Zwölf Mitarbeitern des Hilfswerks wird vorgeworfen, am 7. Oktober an dem Massaker in Israel beteiligt gewesen zu sein. Schmale erklärte, dass es möglich sei, dass einige Mitarbeiter tatsächlich involviert gewesen sein könnten. Dennoch überrasche ihn der Zeitpunkt der Berichte, da er ihm politisch bestimmt vorkäme.
Zuvor hatte das "Wall Street Journal" unter Berufung auf ein israelisches Geheimdienstdossier berichtet, dass etwa zehn Prozent der rund 12.000 Mitarbeiter des Hilfswerks im Gazastreifen Verbindungen zur Hamas oder dem Islamistischen Dschihad haben sollen. Schmale hält diese Angaben für übertrieben. Während seiner Zeit habe man immer sehr genau darauf geachtet, wie sich die Mitarbeiter verhalten und ob sie im Einklang mit den Werten der Vereinten Nationen stehen. Insgesamt habe man während eines Zeitraums von fast vier Jahren acht Mitarbeiter entlassen, nicht nur aufgrund von Verbindungen zur Hamas, sondern auch wegen Verhaltensweisen, die nicht den Uno-Werten entsprochen hätten. Dies sei eine deutlich kleinere Prozentzahl.
Die Informationen zu den verdächtigen Mitarbeitern wurden von Israel an das Hilfswerk übermittelt. Diese wurden daraufhin entlassen und es wurden Ermittlungen eingeleitet. UN-Generalsekretär António Guterres zeigte sich entsetzt über die Vorfälle und drohte den betroffenen Mitarbeitern mit strafrechtlichen Konsequenzen.

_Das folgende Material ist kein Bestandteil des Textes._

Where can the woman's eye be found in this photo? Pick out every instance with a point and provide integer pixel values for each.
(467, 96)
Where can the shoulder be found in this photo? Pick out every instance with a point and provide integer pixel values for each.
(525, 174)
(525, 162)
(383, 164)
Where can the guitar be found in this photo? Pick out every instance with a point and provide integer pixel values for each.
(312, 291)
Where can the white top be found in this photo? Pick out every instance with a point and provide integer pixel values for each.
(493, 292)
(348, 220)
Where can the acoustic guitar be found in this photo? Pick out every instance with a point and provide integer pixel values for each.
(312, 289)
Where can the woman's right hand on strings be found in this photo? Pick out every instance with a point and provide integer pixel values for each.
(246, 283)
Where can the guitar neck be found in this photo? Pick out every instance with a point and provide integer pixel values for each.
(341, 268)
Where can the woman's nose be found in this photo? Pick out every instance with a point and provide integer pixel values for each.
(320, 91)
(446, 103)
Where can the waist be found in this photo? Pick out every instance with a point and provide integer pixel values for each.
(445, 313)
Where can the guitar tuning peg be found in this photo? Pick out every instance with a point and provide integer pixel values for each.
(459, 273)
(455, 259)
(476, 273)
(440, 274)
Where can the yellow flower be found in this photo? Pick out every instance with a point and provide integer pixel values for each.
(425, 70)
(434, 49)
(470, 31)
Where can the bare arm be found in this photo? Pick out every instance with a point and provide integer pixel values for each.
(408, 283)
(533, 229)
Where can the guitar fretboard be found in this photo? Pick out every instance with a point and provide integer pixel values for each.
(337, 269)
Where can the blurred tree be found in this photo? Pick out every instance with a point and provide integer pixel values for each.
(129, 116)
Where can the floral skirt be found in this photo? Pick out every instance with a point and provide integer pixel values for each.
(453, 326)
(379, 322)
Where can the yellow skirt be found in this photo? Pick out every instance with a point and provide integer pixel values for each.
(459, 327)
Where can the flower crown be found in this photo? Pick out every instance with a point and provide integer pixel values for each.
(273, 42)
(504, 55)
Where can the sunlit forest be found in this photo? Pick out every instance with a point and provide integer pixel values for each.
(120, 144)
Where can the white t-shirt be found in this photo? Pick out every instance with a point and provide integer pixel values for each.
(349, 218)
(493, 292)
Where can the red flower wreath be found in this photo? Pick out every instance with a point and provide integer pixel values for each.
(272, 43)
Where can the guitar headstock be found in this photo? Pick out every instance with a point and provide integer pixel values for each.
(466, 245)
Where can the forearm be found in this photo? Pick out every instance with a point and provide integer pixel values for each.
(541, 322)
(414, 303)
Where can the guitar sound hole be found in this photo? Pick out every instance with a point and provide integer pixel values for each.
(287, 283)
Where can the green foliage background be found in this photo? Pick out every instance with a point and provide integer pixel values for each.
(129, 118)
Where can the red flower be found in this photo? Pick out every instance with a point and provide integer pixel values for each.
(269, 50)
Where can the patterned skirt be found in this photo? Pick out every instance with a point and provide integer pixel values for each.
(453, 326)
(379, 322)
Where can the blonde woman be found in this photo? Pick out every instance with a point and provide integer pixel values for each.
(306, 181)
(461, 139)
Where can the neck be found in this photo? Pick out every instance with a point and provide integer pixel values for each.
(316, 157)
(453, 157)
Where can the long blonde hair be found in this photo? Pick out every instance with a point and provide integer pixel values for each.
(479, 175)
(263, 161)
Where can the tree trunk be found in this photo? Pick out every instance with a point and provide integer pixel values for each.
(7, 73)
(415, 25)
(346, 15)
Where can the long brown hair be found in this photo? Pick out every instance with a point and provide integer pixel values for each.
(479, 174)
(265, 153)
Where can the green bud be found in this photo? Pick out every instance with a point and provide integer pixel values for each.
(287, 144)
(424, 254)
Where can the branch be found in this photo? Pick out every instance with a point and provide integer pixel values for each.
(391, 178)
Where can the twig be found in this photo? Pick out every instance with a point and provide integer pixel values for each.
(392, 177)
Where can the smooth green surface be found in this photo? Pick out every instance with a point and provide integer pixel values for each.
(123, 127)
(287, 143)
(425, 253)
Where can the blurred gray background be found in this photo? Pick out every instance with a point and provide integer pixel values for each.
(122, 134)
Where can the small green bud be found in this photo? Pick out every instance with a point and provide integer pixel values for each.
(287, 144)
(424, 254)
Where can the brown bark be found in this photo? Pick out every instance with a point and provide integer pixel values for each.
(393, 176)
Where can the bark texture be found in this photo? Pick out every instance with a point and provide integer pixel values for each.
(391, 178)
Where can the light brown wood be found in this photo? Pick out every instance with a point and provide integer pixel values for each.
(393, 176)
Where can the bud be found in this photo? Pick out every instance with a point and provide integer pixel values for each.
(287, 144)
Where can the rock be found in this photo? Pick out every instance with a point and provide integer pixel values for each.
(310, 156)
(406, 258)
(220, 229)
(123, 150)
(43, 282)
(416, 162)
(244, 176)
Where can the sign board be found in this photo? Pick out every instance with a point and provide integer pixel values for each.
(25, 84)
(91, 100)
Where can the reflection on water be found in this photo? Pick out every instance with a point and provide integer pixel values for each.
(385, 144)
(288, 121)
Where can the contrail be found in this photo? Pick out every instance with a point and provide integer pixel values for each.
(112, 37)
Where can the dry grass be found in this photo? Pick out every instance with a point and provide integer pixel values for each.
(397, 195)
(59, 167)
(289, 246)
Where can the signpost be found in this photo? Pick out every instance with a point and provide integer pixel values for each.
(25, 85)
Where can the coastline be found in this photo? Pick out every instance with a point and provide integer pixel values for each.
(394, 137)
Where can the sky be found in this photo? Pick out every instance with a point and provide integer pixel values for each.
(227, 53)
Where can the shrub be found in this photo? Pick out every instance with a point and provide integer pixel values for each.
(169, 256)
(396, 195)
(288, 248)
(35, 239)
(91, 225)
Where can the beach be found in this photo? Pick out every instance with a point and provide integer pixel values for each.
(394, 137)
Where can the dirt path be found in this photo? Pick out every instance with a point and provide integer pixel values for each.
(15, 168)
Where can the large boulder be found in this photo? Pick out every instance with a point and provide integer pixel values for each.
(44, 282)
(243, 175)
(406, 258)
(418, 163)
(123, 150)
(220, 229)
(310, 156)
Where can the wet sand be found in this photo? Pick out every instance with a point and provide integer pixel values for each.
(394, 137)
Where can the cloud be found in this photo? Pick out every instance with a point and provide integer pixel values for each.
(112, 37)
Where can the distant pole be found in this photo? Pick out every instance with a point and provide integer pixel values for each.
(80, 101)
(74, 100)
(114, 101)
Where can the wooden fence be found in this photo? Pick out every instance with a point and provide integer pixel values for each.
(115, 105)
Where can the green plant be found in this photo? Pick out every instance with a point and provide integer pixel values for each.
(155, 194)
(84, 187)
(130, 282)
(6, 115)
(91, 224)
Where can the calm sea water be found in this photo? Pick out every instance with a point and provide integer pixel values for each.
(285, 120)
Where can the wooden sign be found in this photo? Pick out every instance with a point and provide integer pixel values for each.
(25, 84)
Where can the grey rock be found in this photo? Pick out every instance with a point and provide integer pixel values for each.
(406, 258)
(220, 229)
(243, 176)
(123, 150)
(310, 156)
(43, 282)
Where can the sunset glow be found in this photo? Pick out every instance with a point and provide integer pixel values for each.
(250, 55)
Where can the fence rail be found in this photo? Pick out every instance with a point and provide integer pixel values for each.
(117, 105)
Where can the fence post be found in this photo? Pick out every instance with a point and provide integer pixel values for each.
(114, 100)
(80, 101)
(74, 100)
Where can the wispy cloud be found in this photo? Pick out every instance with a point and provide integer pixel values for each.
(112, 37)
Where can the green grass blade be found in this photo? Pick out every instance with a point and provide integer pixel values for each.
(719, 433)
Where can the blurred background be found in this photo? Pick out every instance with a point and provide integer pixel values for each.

Die Berichte über die Beteiligung von Mitarbeitern des UNRWA am Massaker der Hamas werfen ein Licht auf mögliche Verbindungen zwischen der Organisation und extremistischen Palästinensergruppen. Dies könnte Auswirkungen auf das Vertrauen in das Hilfswerk haben und seine Rolle im Gazastreifen in Frage stellen. (eulerpool-AFX)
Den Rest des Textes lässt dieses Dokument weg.